La responsabilité pénale
Ceci étant dit, la maladie n'excuse rien du tout. Ce principe posé, lorsque des personnes considérées comme atteintes dans leur santé mentale, commettent des incivilités ou des délits peu graves, il semble donc logique de juger et sanctionner, de condamner le délinquant, tout patient psychique qu'il puisse être. Apparemment, il n'y a pas de raison qui justifie un traitement de faveur, le patient psychique est justiciable.
Toujours au niveau des principes généraux, considérer le patient comme irresponsable ce serait renforcer la stigmatisation et en le soustrayant aux règles appliquées aux autres citoyens, c'est perpétuer une forme de ségrégation. Ne peut-on pas y voir une forme de discrimination à l'envers et d'injustice suite à ce que d'aucun pourrait considérer comme un traitement à part ?
Considéré comme irresponsables, le patient psychique ayant commis de petits délits n'aura pas de jugement, l'enquête se terminant par un non-lieu. Par contre, le juge pourra ordonner une mesure qui ne sera levée que lorsque la preuve sera faite que l'état du dit-patient justifie de lui donner l'occasion de faire ses preuves en liberté, selon art. 59 du Code pénal.
Au Graap, nous voyons dans cette mesure de réels dangers, danger de désinsertion sociale et d'aggravation de l'état de santé mental d'une personne qui est déjà fragilisée. Surtout dans le cas où, avant d'avoir commis un délit, ce patient avait déjà fait l'objet d'hospitalisations et de traitements non volontaires et qui n'ont pas abouti à une amélioration de sa situation.
Cette mesure de traitement des troubles mentaux ne pose-t-elle pas plus de problème qu'elle n'en résout ? Je me souviens de paroles de patients qui disaient, il y a 25 ans déjà :
mieux vaut être en prison que condamné à un article 43. En prison, on purge sa peine, et ensuite, on sort. Un art. 43, c'est pour la vie.
Même si l'article 43 du Code pénal est devenu l'art. 59, la réalité reste la même. Dernièrement, lors du Café «Prison» organisé par le Graap, on pouvait entendre une proche déclarer :
cet article 59, ça ne devrait pas exister, c'est condamner les patients à une mort sociale.
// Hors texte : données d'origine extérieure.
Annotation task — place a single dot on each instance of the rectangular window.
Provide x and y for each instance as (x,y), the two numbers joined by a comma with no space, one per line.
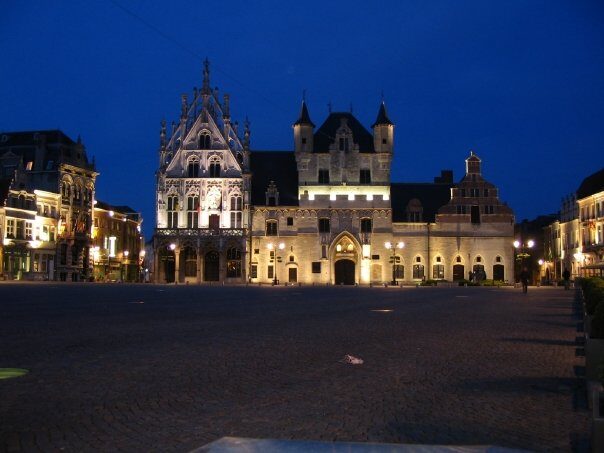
(192,219)
(475,213)
(323,176)
(365,176)
(366,225)
(10,228)
(418,271)
(236,219)
(343,143)
(324,226)
(20,229)
(271,228)
(438,271)
(173,219)
(399,271)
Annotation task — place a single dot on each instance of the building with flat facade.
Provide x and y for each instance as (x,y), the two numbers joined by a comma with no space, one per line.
(325,213)
(576,241)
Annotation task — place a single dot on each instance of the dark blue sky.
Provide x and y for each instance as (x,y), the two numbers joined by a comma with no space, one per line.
(519,82)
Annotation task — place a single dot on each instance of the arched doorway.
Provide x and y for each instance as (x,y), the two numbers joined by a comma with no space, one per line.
(344,272)
(211,267)
(498,272)
(458,272)
(167,265)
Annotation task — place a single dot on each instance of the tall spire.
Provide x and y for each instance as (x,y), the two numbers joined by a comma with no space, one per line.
(382,116)
(205,89)
(304,116)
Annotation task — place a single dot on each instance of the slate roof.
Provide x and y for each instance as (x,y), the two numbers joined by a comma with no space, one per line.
(432,196)
(304,116)
(382,116)
(326,134)
(277,166)
(591,185)
(28,138)
(126,210)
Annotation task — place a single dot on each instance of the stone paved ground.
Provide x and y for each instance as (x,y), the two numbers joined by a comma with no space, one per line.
(170,368)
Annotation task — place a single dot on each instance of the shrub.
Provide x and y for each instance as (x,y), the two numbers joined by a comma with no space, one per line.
(593,292)
(597,323)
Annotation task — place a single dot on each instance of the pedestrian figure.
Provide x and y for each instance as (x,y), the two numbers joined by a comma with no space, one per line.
(524,276)
(566,277)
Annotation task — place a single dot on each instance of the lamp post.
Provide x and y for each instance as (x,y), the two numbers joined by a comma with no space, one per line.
(522,251)
(271,247)
(393,258)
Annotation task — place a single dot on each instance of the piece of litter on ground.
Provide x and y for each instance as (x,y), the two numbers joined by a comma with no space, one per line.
(352,360)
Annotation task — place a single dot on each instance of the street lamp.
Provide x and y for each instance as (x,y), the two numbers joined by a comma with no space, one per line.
(522,250)
(270,246)
(393,258)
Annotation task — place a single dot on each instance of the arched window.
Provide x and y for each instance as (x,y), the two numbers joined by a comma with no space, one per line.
(190,262)
(236,211)
(193,212)
(193,168)
(418,269)
(172,211)
(233,263)
(205,140)
(214,167)
(438,269)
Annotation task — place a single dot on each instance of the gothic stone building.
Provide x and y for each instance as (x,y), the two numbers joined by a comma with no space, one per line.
(326,213)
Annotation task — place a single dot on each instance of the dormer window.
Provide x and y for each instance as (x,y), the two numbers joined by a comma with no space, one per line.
(344,144)
(272,194)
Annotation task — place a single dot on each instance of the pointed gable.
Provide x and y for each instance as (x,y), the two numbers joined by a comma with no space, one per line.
(325,135)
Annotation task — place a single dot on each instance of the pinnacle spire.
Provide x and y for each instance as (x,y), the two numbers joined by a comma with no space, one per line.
(206,77)
(382,117)
(304,116)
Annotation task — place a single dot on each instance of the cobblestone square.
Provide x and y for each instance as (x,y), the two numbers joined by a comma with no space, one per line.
(169,368)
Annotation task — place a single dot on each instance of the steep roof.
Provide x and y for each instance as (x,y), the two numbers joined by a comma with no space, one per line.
(382,116)
(304,116)
(26,138)
(326,134)
(279,167)
(432,197)
(592,184)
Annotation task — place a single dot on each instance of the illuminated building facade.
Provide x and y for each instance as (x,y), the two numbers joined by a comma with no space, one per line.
(117,243)
(48,207)
(576,241)
(202,197)
(326,213)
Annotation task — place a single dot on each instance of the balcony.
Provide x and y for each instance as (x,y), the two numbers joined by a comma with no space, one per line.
(197,232)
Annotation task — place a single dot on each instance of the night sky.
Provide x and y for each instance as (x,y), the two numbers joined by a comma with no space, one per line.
(519,82)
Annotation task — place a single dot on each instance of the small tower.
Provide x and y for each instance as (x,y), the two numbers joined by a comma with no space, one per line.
(473,164)
(303,131)
(383,132)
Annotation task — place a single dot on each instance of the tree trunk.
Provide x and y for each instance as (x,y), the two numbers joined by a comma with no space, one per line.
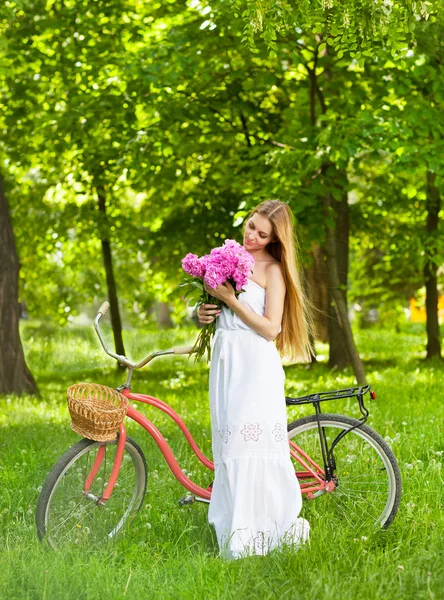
(317,292)
(15,377)
(337,291)
(338,356)
(433,205)
(109,271)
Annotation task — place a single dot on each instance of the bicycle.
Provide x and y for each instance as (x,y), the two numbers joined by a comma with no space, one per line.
(97,487)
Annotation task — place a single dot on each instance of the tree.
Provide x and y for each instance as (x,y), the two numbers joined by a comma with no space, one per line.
(15,377)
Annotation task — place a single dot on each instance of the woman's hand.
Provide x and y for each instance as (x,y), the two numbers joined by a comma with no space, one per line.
(224,292)
(207,313)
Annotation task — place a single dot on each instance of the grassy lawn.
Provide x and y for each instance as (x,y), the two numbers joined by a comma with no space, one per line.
(171,552)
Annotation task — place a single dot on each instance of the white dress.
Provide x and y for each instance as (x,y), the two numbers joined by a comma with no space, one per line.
(256,498)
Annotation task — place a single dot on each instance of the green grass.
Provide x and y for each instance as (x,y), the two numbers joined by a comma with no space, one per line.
(171,552)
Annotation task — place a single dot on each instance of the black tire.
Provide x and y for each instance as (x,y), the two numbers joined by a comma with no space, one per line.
(368,490)
(65,515)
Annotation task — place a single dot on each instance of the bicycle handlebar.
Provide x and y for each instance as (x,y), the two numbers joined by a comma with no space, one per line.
(122,359)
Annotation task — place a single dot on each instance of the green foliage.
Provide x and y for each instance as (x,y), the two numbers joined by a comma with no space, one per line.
(358,28)
(186,115)
(171,552)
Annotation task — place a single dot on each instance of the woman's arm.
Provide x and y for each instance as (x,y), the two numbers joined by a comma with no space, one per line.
(268,325)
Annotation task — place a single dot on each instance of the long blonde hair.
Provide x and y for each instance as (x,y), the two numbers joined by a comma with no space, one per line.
(293,342)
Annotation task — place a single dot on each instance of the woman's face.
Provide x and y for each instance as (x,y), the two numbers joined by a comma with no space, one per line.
(258,233)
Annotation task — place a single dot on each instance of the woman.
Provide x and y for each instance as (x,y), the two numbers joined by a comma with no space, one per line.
(256,497)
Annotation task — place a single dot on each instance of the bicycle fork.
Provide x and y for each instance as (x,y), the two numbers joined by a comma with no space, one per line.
(101,500)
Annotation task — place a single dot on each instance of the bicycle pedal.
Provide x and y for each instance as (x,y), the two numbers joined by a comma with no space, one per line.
(187,500)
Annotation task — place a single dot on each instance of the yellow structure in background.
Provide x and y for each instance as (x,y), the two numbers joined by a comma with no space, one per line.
(418,314)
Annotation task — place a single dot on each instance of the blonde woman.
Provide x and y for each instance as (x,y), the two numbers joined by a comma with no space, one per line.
(256,498)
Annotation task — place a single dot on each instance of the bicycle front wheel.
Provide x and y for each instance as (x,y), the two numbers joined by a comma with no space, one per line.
(66,515)
(367,477)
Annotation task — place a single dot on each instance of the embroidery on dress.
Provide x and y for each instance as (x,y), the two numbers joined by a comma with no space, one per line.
(280,432)
(262,542)
(251,431)
(217,439)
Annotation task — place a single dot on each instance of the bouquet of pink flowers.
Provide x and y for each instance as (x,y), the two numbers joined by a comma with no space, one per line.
(230,262)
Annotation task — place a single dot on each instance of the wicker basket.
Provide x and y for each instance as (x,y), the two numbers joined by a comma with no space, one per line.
(96,411)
Responsable ? Irresponsable ? La question reste ouverte, la réalité n'est jamais ni toute blanche, ni toute noire. Il est important que l'on ne s'arrête pas à une solution et que l'on continue de réfléchir et de s'interroger.
Les juges, les experts psychiatres doivent se prononcer et définir le pourcentage. Puis des décisions importantes pour l'avenir de la personne seront prises.
Il nous reste à souhaiter, que la sanction puisse être d'un ordre tel qu'elle concourt directement et concrètement au rétablissement du délinquant patient psychique. Là aussi, nous avons encore à être créatif et à inventer des approches, un suivi de ces patients qui puissent les remettre en selle, car, avec ou sans pourcentage de responsabilité, les patients psychiques délinquants devront bien vivre avec la décision qui aura été prise.
Ce qui sera des plus importants pour eux, c'est quel suivi, quel accompagnement va être mis en place pour leur permettre d'acquérir une plus grande responsabilité et leur permettre dans les meilleurs délais de se réinsérer dans la société.